4: Roasted Pumpkin, Squash and Watermelon Seeds

Easy to get hold of in the Middle East, pumpkin and squash seeds provide 33 grams of protein per 100g serving. Watermelon seeds provide slightly less at 28 grams of protein per 100 gram serving. If you live in the UK and can’t find these in your local Tesco, try a Middle Eastern or East Asian specialty store. Otherwise, just save any pumpkin, squash, and watermelon seeds you have and roast them yourself.

5: Lean Meats (Chicken, Lamb, Pork, Turkey)

Most lean meats provide around 30 grams of protein in a 100 gram serving.

6: Fish (Tuna, Anchovies, Salmon)

Fish are already everyone’s best friend for the value of their fats and oils. As for protein, Yellowfin Tuna provides the most with 30 grams per 100 gram serving. It’s followed by Anchovies (29g), Salmon (27g), Halibut (27g) and Snapper(26g).

7: Fish Eggs (Roe and Caviar)

Caviar and fish eggs are most often eaten as a garnish or spread. Fish roe (eggs) provides around 28.6 grams of protein in a 100 gram serving whilst caviar provides 24 grams of protein. Chicken eggs, by comparison, only offer 13.6 grams of protein in a 100 gram serving.

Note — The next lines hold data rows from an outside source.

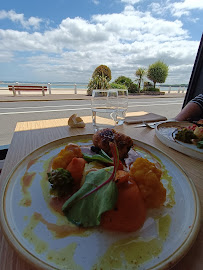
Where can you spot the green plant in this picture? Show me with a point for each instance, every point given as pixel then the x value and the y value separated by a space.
pixel 102 71
pixel 117 86
pixel 97 82
pixel 133 88
pixel 124 80
pixel 157 72
pixel 140 73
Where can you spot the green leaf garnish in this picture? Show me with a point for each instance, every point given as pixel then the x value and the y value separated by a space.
pixel 101 157
pixel 96 196
pixel 200 144
pixel 87 212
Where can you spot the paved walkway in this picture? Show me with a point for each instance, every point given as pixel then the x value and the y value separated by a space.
pixel 52 97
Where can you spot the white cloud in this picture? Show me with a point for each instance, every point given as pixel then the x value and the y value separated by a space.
pixel 96 2
pixel 123 41
pixel 15 17
pixel 131 2
pixel 184 7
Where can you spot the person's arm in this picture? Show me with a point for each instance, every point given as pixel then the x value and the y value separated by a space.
pixel 191 111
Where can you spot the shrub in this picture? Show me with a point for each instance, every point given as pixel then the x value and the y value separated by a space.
pixel 157 72
pixel 102 71
pixel 117 86
pixel 124 80
pixel 133 88
pixel 97 82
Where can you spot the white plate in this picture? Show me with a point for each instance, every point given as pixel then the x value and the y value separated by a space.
pixel 165 133
pixel 150 247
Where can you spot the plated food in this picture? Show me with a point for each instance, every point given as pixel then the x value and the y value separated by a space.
pixel 88 221
pixel 181 136
pixel 192 134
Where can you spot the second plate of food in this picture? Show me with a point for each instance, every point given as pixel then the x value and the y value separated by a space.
pixel 166 133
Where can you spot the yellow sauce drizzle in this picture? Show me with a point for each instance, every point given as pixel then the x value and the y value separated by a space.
pixel 40 245
pixel 131 253
pixel 26 182
pixel 64 257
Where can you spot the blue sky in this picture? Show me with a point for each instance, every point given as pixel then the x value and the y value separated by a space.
pixel 66 40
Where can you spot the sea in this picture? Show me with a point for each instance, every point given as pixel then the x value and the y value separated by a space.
pixel 83 85
pixel 68 85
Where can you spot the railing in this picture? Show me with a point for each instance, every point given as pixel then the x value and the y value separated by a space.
pixel 170 89
pixel 83 87
pixel 50 86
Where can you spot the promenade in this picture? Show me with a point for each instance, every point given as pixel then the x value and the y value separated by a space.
pixel 7 96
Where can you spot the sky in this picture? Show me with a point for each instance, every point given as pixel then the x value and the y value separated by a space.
pixel 65 40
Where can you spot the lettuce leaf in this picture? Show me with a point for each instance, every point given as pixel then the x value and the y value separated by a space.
pixel 101 157
pixel 200 144
pixel 85 208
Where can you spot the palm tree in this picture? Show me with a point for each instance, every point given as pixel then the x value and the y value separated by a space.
pixel 140 73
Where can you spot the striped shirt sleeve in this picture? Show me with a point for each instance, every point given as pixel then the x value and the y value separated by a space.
pixel 198 100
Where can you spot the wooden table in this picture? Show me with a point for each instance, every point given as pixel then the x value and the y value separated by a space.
pixel 31 135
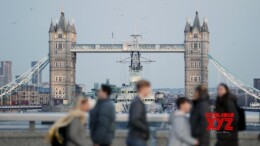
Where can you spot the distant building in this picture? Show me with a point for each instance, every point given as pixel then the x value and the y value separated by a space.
pixel 257 83
pixel 37 78
pixel 5 72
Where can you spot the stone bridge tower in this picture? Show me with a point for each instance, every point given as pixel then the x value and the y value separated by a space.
pixel 196 43
pixel 62 62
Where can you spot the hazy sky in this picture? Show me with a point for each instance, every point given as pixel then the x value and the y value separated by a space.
pixel 233 25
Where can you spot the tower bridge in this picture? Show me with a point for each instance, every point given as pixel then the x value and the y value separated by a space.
pixel 63 49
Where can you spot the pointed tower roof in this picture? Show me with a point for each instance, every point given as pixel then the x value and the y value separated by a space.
pixel 196 22
pixel 205 26
pixel 68 28
pixel 73 29
pixel 187 26
pixel 52 28
pixel 62 22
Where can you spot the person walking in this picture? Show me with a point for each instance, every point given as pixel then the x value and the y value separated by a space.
pixel 102 118
pixel 226 103
pixel 180 132
pixel 198 119
pixel 138 134
pixel 70 130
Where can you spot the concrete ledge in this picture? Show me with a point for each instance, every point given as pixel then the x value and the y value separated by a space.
pixel 245 138
pixel 37 138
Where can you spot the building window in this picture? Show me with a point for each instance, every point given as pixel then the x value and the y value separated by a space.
pixel 195 45
pixel 60 45
pixel 195 35
pixel 59 36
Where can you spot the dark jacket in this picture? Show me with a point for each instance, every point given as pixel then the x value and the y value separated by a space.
pixel 199 122
pixel 138 125
pixel 76 133
pixel 227 104
pixel 102 122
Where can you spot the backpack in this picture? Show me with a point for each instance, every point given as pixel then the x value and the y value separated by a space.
pixel 242 118
pixel 63 134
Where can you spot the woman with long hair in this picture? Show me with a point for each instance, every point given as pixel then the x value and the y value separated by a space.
pixel 226 103
pixel 70 130
pixel 198 120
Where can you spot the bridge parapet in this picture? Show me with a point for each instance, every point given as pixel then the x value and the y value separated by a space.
pixel 125 48
pixel 32 118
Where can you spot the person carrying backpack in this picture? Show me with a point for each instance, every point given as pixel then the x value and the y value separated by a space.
pixel 227 103
pixel 70 130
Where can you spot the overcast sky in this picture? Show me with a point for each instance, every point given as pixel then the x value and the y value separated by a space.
pixel 233 25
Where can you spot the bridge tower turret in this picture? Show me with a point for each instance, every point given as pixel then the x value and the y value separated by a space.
pixel 62 63
pixel 196 43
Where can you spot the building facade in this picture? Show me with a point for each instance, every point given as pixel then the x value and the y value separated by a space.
pixel 5 72
pixel 196 43
pixel 37 78
pixel 62 62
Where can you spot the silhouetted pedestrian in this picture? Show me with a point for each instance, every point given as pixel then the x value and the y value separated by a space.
pixel 70 130
pixel 102 119
pixel 226 103
pixel 138 125
pixel 180 132
pixel 197 118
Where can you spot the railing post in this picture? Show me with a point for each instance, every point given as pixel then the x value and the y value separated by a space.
pixel 31 125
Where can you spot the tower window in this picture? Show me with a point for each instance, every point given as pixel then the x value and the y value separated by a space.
pixel 60 45
pixel 195 45
pixel 195 35
pixel 60 36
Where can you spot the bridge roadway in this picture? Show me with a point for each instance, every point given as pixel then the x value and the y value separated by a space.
pixel 36 137
pixel 125 48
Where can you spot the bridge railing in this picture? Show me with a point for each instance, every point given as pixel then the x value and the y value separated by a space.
pixel 32 118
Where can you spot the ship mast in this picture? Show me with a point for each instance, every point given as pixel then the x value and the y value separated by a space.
pixel 135 68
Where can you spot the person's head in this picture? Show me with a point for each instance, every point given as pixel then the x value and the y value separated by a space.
pixel 104 92
pixel 201 91
pixel 183 104
pixel 143 88
pixel 222 90
pixel 83 104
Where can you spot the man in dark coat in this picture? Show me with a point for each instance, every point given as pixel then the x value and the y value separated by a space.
pixel 226 103
pixel 198 120
pixel 102 119
pixel 138 125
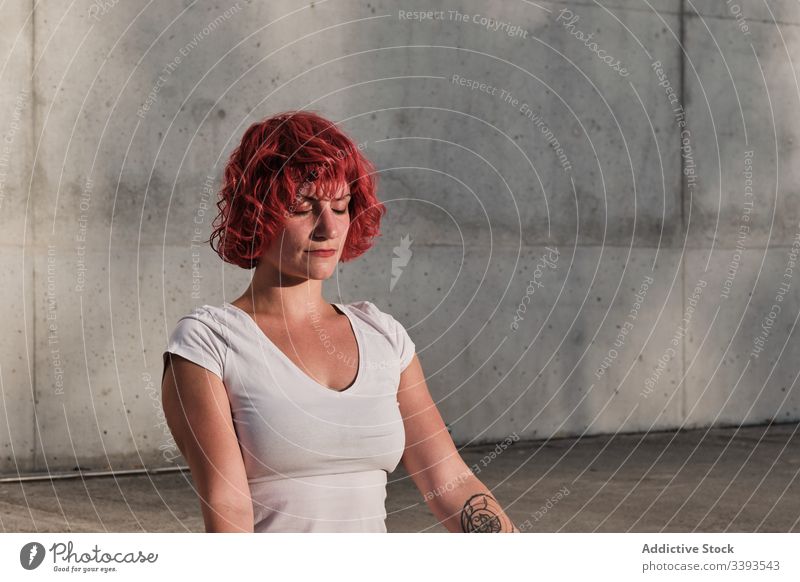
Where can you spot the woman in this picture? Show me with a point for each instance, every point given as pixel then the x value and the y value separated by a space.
pixel 291 411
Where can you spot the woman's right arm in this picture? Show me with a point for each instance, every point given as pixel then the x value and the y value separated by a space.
pixel 197 411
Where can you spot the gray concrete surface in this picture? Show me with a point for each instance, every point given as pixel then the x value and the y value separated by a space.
pixel 117 116
pixel 723 480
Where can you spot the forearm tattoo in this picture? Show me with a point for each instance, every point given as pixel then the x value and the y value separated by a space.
pixel 482 514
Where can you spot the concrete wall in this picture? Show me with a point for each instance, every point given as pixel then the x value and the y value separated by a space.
pixel 125 113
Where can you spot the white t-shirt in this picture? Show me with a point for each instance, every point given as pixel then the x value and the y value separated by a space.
pixel 316 459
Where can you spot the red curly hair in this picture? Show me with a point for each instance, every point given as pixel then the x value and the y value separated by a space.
pixel 263 176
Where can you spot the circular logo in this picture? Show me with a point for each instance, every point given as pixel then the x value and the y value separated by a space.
pixel 31 555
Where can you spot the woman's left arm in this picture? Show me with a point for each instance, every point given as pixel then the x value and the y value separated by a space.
pixel 454 494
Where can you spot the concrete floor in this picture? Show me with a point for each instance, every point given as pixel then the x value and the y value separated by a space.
pixel 735 480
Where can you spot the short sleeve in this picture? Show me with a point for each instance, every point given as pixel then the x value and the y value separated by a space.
pixel 399 337
pixel 407 347
pixel 196 337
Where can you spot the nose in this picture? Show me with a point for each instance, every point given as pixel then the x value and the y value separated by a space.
pixel 326 226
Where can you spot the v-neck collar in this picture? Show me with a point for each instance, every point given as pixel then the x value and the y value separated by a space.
pixel 356 333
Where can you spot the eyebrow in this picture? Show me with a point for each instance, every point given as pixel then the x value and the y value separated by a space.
pixel 348 195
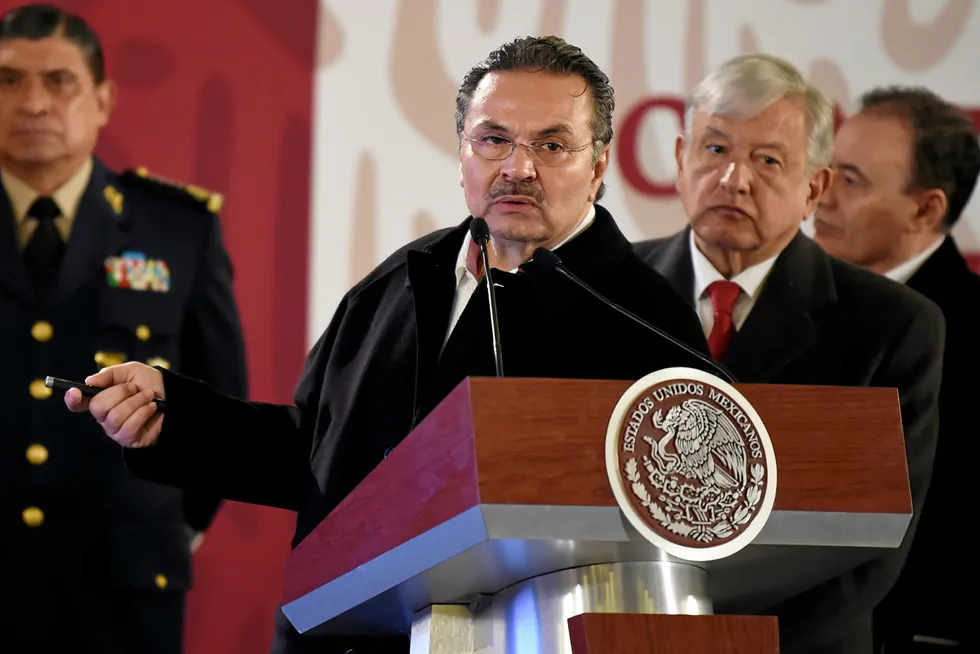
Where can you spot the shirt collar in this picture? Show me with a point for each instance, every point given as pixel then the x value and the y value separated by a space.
pixel 67 196
pixel 749 280
pixel 469 253
pixel 904 271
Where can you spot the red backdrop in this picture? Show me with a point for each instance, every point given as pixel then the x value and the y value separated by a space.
pixel 219 93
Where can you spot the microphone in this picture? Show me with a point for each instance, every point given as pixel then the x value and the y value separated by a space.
pixel 480 232
pixel 548 260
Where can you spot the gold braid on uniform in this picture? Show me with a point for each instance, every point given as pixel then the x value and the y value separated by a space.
pixel 202 197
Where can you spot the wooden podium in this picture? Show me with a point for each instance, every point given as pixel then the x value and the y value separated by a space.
pixel 492 528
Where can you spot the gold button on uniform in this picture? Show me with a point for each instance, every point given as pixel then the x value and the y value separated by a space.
pixel 37 454
pixel 106 359
pixel 33 516
pixel 42 331
pixel 39 391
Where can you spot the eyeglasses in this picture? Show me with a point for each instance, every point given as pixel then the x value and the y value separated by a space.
pixel 547 153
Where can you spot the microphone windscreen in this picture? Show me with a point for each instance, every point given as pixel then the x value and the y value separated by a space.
pixel 479 230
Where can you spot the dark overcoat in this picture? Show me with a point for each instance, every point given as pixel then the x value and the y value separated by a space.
pixel 380 367
pixel 821 321
pixel 909 611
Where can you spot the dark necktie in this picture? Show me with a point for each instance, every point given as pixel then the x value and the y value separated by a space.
pixel 44 251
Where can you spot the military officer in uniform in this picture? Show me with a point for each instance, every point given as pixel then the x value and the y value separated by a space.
pixel 96 268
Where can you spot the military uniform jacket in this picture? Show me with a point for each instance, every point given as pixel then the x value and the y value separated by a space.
pixel 821 321
pixel 377 371
pixel 145 277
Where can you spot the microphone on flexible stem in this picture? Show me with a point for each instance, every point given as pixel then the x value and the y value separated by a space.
pixel 480 232
pixel 548 260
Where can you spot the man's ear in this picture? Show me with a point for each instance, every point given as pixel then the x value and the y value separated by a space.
pixel 105 98
pixel 932 207
pixel 820 181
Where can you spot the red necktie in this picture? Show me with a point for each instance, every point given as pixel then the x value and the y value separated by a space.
pixel 723 295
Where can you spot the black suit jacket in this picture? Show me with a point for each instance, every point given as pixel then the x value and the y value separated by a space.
pixel 377 371
pixel 910 608
pixel 108 541
pixel 820 321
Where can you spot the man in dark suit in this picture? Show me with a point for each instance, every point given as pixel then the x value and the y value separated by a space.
pixel 96 268
pixel 752 165
pixel 534 122
pixel 905 167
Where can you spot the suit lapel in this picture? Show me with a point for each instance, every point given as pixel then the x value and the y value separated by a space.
pixel 13 274
pixel 98 232
pixel 674 262
pixel 432 283
pixel 780 328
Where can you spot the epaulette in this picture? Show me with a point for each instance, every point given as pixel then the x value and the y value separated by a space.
pixel 209 199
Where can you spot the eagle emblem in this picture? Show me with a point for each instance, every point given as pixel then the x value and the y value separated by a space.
pixel 691 464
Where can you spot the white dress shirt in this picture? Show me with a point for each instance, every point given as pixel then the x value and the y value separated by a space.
pixel 749 280
pixel 466 282
pixel 903 272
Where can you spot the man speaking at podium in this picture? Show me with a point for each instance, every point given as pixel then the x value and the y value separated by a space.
pixel 534 122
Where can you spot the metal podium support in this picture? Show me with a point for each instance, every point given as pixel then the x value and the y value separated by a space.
pixel 530 617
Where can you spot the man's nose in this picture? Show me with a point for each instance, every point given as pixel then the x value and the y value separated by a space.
pixel 34 98
pixel 736 178
pixel 520 165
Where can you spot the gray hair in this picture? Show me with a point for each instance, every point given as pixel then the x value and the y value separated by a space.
pixel 746 85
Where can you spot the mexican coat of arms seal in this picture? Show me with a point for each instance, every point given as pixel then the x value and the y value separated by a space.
pixel 691 464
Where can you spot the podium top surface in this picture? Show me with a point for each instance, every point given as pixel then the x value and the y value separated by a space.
pixel 511 461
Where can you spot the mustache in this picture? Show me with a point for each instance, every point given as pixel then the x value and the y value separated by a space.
pixel 527 189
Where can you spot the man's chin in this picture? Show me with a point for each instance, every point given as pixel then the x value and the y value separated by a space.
pixel 515 228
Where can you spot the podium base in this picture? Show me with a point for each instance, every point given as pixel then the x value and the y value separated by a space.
pixel 531 616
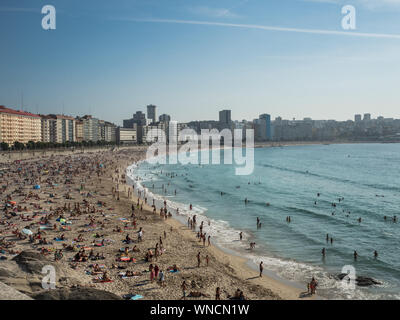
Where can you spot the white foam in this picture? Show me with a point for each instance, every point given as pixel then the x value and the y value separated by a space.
pixel 227 237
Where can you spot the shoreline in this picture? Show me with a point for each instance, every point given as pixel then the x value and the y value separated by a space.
pixel 247 269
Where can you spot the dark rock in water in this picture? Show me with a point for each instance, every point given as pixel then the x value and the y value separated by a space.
pixel 75 294
pixel 360 280
pixel 31 261
pixel 4 273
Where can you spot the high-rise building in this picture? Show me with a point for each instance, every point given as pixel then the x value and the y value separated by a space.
pixel 164 118
pixel 126 135
pixel 90 128
pixel 61 128
pixel 110 132
pixel 152 112
pixel 266 126
pixel 45 127
pixel 367 116
pixel 19 126
pixel 79 130
pixel 225 117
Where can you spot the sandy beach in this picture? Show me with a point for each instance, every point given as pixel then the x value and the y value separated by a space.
pixel 76 213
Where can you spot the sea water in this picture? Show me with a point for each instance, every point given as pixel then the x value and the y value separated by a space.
pixel 286 182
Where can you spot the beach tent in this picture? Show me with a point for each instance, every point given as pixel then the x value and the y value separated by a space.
pixel 27 232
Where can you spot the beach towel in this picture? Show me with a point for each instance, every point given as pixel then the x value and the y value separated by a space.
pixel 102 281
pixel 132 296
pixel 127 259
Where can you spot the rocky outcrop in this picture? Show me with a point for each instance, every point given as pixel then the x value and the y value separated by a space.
pixel 75 294
pixel 9 293
pixel 360 280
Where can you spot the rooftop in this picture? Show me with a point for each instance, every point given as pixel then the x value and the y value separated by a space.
pixel 3 109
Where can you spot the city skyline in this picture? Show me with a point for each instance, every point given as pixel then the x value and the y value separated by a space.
pixel 108 60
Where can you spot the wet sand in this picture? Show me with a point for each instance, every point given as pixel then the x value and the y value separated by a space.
pixel 96 181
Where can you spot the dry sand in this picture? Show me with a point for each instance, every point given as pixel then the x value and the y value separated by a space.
pixel 99 184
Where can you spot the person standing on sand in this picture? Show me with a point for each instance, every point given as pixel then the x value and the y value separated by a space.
pixel 218 294
pixel 183 286
pixel 198 260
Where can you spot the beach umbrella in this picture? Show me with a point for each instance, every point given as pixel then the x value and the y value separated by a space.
pixel 27 232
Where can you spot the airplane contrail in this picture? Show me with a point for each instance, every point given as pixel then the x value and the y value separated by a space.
pixel 268 28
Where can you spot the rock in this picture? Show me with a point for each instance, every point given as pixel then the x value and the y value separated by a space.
pixel 360 280
pixel 9 293
pixel 31 261
pixel 75 294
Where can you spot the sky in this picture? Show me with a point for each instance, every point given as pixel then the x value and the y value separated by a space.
pixel 288 58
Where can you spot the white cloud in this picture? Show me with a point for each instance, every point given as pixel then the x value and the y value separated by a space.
pixel 269 28
pixel 369 4
pixel 213 12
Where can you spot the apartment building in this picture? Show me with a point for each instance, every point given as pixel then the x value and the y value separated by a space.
pixel 19 126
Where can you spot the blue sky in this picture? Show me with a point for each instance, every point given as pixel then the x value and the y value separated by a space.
pixel 193 58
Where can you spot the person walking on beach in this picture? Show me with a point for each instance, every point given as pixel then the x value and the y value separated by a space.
pixel 218 294
pixel 183 286
pixel 313 285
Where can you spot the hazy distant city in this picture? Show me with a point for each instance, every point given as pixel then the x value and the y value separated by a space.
pixel 19 129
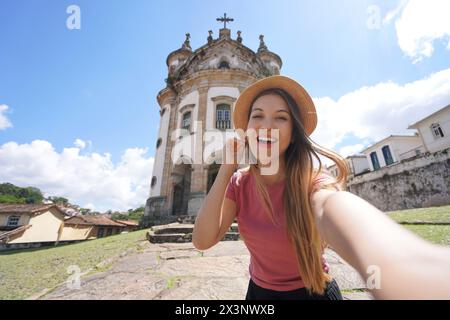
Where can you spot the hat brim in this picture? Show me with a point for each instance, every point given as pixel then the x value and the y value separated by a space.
pixel 304 102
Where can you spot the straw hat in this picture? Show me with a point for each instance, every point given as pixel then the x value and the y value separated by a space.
pixel 293 88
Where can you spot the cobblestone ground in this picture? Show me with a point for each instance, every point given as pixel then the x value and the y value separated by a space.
pixel 179 271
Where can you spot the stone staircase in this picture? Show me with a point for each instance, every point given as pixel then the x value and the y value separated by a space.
pixel 182 232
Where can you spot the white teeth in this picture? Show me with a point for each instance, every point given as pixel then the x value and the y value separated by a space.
pixel 265 140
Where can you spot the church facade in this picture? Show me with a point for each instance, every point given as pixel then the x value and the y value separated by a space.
pixel 202 87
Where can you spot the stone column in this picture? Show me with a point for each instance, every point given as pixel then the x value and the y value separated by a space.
pixel 167 186
pixel 199 178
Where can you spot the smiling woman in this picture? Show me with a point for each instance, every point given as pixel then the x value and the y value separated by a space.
pixel 288 217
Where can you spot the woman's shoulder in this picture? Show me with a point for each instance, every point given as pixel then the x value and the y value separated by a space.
pixel 241 176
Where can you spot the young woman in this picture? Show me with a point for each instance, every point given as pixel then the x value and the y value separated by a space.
pixel 287 218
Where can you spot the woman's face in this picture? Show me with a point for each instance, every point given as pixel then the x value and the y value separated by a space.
pixel 272 113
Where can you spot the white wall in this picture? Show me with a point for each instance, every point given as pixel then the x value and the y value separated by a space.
pixel 360 165
pixel 160 152
pixel 210 125
pixel 397 145
pixel 433 144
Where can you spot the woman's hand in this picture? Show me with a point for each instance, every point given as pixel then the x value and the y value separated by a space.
pixel 232 152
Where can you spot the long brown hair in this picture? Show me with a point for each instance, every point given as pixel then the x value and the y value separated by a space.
pixel 300 176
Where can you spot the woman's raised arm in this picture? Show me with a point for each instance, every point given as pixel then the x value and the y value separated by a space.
pixel 407 266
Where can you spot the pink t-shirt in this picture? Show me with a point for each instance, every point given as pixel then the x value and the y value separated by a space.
pixel 273 261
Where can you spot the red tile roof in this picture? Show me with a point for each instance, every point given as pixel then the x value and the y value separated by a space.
pixel 130 223
pixel 26 208
pixel 6 234
pixel 96 220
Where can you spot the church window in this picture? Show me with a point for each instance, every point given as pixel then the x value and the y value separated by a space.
pixel 387 155
pixel 437 131
pixel 186 121
pixel 224 65
pixel 374 158
pixel 223 116
pixel 13 221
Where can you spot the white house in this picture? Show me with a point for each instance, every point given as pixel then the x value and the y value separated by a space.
pixel 356 164
pixel 392 149
pixel 435 130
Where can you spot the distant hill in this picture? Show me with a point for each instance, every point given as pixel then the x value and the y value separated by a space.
pixel 10 193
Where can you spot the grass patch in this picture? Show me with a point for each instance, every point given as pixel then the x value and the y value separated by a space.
pixel 436 234
pixel 27 272
pixel 433 214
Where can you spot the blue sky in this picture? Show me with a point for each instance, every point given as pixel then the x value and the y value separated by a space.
pixel 100 83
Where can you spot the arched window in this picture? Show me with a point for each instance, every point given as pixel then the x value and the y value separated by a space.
pixel 437 130
pixel 224 65
pixel 158 143
pixel 374 158
pixel 13 221
pixel 186 124
pixel 387 155
pixel 223 116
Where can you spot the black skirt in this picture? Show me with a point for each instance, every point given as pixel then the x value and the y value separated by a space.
pixel 255 292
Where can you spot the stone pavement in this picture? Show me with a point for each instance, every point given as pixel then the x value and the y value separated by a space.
pixel 179 271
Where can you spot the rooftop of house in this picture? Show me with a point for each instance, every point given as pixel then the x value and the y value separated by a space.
pixel 98 220
pixel 26 208
pixel 416 124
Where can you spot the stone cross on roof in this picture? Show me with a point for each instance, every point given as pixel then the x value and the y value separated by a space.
pixel 225 19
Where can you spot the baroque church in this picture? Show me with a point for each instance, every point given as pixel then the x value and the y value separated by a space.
pixel 202 86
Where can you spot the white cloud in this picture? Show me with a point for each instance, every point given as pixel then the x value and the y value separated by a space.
pixel 80 143
pixel 4 121
pixel 391 15
pixel 351 150
pixel 419 23
pixel 375 112
pixel 89 180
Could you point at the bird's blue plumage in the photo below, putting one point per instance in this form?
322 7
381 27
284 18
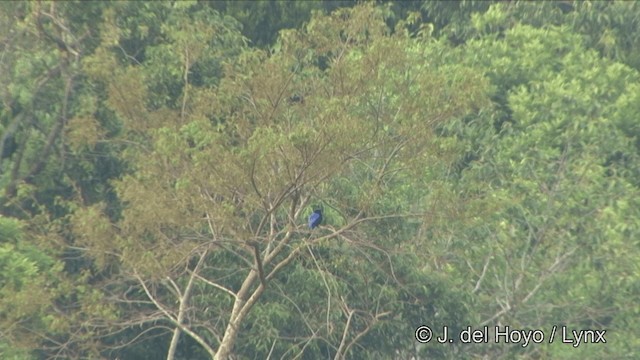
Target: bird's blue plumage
315 219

8: Yeast Extract Spread (aka: Marmite)

You either love it or you hate it!  This spread not only packs a whole lot of protein – 27.8 grams per 100 grams but is also a fab source of Vitamin B12.

9: Lobster and Crab

Crab and lobster are most commonly served baked, steamed or in bisque (fyi … Rostang at Atlantis does the best lobster bisque in the UAE). A 100g serving of lobster contains 26.4 grams of protein. Crab provides a little less with 19.4 grams per 100 gram serving.

10: Lentils, Pulses and Peanuts

Lentils, pulses and peanuts (i.e. legumes) are a great vegan source of protein. Peanuts provide the most protein with 23.7 grams per 100 gram serving. Lentils provide the more protein when consumed raw (25.8 grams per 100 gram serving) than 9 grams per 100g serving cooked.

So there you go.  I like this list.  Foods like lentils, pulses and lean meats are easy to buy, store and cook. The likes of lobster, crab and caviar make the occasional brunch a prerequisite to good health … and giant bowls of edamame should practically be on prescription. Bear all in mind when next hitting the aisles at Spinney’s.